Hit the road, Doctor Z
Hey, is ANYONE shocked?
The geniuses at Chrysler's ad agency might be, seeing as how they didn't learn from their last time out using a celebrity spokesperson. Not that Dr. Z is a celebrity, but the last time Chrysler's marketing people took a spokesperson out for a test drive, they strapped none other than Celine Dione to the hood and sent her singing down the road to obscurity. The spokes-siren didn't do anything to move Chryslers; it did even less for her career.
But that didn't stop the folks at Chrysler. In a move that signifies pure desperation, their ad agency did what every ad agency does when the account is in jeopardy: flatter the CEO by putting him into their TV spots. Don't laugh, it really works. Try charting "stocks you should have shorted" against "companies featuring the CEO in their ads." There's a pretty scary correlation there.
What, you don't believe me? Hmm...ask yourself this: Exactly what has Ford's last two campaigns - both featuring Ford high level executives - done for Ford? Can you say "plummeting market share?" I knew you could.
It's bad enough when companies use a pitchman to hawk their wares, but it was even worse for Dr. Z. Imagine building decades of a career as a canny, knowledgeable and able automobile executive, only to go public and have it all trashed in a matter of months. Dismissed as purely amateur, the poor guy is going to have to live with the moniker of "the German guy who couldn't sell Chryslers on TV."
Additionally, you have to wonder why Chrysler would even need a pitchman. Are they so bankrupt of marketing strategy that they can't produce an idea based on their own brand's inherent qualities that will sell cars? The answer, unfortunately, is yes. That's exactly the problem. To be fair, however, it's not just Chrysler. It's the brain trust they employ as their ad agency, committee-driven pinheads that look everywhere but the factory floor to film their million dollar ads.
Well, now Dr. Z has found out just how cruel those little movie-makers can be. Just another heart crushed by Hollywood.
Of course, Dieter never really had a chance with the American public. In what could only be termed a case of complete and utter denial, those research-driven focus groups never told Chrysler's marketing hamsters what they need to hear: Americans simply weren't going to accept a foreigner as a spokesman. Not now. Not with the world in the shape it's in.
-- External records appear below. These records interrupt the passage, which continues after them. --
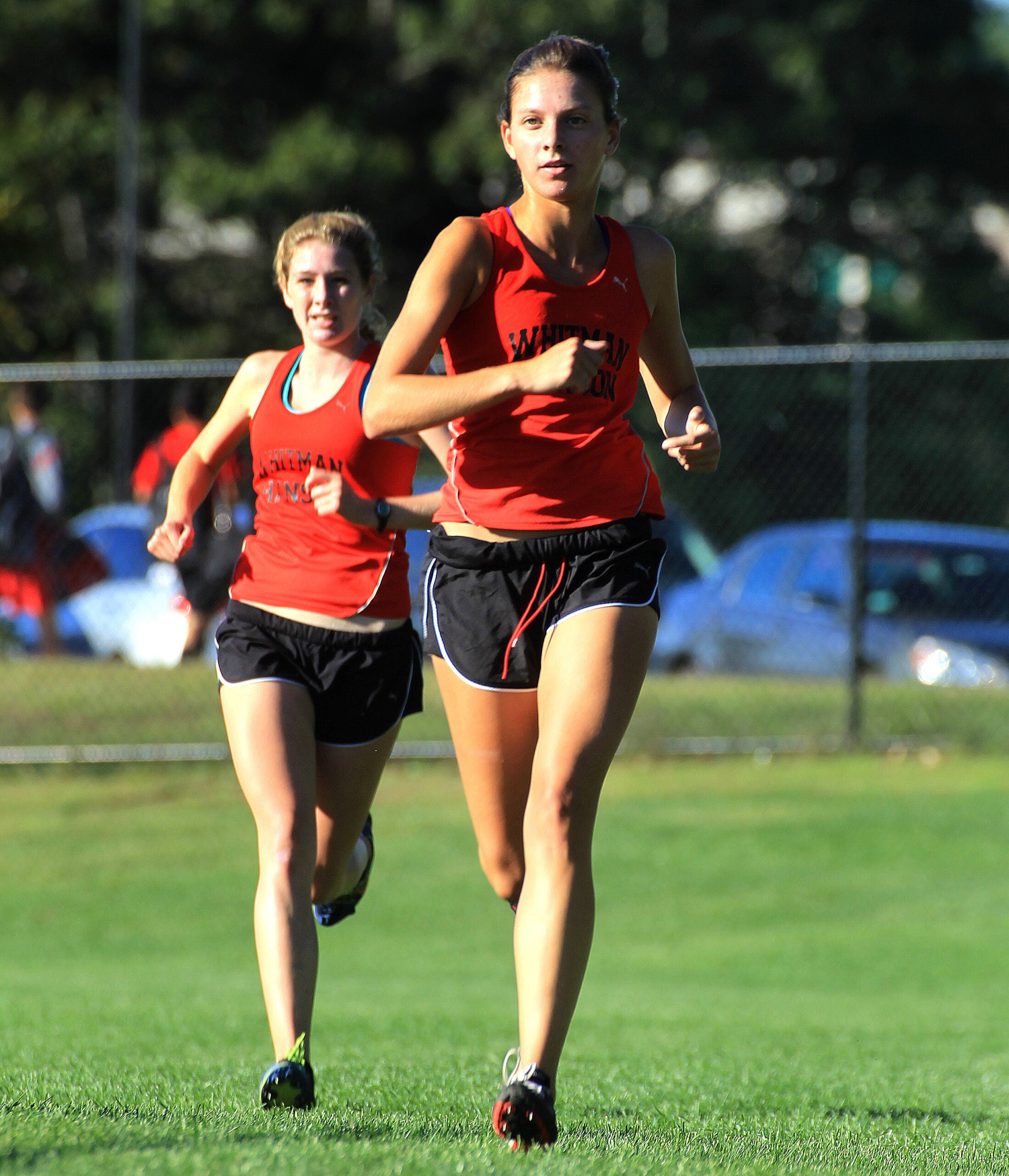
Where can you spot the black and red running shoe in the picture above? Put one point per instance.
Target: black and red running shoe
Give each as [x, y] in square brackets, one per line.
[524, 1112]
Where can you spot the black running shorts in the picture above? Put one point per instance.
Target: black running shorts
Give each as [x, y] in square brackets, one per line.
[361, 684]
[488, 607]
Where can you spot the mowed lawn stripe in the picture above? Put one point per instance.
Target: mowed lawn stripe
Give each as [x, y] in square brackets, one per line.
[799, 967]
For one thing, the Angry American (see my previous blogs on that) is still smarting from job cuts and plant closings here in the USA. The only thing they hate more than an American closing a plant is a foreigner buying it. And Dr. Z was just one more prime time reminder that America was losing its competitive edge - rubbed in their faces every night, just after the network evening news. For another, the Angry American is just about fed up with the intrusion of foreign affairs into his daily life. Between radical islam, Korean dictators and Venezuelan musclemen, it's getting so that a man's fate is beyond his reach. It was one thing to have problems about which you could write to your congressman. Today, it seems that more media time is dominated by attentions turned to anywhere but America.
Put it all together and they spell trouble for anyone with a foreign accent selling anything to Americans. Bad timing. Really bad.
Ah, to be a fly on the wall during the ad agency's presentation when they toadied up to Dr. Z, proclaiming him to be "the next Lee Iacocca" -- and you just KNOW they did. How delicious to be in the editing bay today, where all the writers, art directors, creative directors and producers are hurriedly axing their Dr. Z spots out of their sample reels while they speed dial their headhunters for their next jobs.
Silly, silly people. Clueless to the end. They never understood that when Americans want to buy cars, they want compelling information. When they want to be charmed by Germans, they watch Hogan's Heroes.